Normally, I resent a religious organization telling me to have "family values," because what usually comes next is an order to stay home in the kitchen, baking pies for my family.

But this group didn't say I can't work. Instead, they call on parents to simply love their children and be committed to one another, and for the government to offer a number of things, including "civil birth ceremonies" which would presumably cement parents' feeling of responsiblity toward their children.

Not only was I surprised to find myself agreeing with a church group, but I found myself wanting to go farther than its recommendations. I'd recommend that parents -- as a couple -- examine the number of hours that work and other pursuits separate them from their children, and work to reduce those hours.

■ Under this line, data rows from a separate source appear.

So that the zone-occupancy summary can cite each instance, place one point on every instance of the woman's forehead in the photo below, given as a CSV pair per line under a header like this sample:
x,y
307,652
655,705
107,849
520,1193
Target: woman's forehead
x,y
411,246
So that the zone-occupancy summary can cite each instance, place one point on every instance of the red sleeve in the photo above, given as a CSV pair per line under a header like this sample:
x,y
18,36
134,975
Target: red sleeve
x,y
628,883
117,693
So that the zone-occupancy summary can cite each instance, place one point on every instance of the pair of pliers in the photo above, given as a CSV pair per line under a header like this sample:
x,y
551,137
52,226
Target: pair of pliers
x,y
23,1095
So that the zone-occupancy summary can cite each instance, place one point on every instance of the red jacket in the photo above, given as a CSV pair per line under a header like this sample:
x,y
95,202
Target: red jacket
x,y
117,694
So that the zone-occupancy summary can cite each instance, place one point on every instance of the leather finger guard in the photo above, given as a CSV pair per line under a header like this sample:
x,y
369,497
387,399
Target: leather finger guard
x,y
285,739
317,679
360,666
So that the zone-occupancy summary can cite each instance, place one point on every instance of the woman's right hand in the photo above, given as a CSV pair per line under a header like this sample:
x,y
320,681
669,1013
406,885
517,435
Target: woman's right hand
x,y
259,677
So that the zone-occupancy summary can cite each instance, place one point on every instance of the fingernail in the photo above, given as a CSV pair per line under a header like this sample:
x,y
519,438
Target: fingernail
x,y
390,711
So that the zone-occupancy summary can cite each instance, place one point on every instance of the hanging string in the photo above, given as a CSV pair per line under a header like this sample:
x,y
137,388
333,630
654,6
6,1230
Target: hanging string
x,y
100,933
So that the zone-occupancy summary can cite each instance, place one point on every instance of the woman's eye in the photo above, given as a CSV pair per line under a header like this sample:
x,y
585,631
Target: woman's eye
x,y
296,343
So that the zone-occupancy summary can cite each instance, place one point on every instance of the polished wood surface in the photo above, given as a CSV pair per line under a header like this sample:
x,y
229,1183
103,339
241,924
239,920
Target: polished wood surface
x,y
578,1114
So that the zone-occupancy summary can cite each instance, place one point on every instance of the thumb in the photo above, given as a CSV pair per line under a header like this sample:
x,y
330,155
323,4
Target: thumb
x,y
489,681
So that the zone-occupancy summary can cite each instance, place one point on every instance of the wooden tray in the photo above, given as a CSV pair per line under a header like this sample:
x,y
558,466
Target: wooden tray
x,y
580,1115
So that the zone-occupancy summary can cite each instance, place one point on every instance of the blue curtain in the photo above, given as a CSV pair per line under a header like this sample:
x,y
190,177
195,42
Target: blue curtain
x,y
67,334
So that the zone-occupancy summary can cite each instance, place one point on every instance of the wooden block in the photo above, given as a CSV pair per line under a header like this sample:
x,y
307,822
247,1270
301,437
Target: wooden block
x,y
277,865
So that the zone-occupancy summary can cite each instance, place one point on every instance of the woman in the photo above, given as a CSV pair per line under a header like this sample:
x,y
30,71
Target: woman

That doesn't mean that all mothers should forsake work outside the home. That means that between them, parents should not be working more hours than they have to, at the expense of the children.

Problems attributed to parental work schedules in the report include premature sexual activity and spending way too many hours under the influence of media and video games.

Maybe if anything good comes out of this recession, it will be that newly under- and unemployed parents realize that their families need fewer material things than they thought, and that time at home is never time wasted.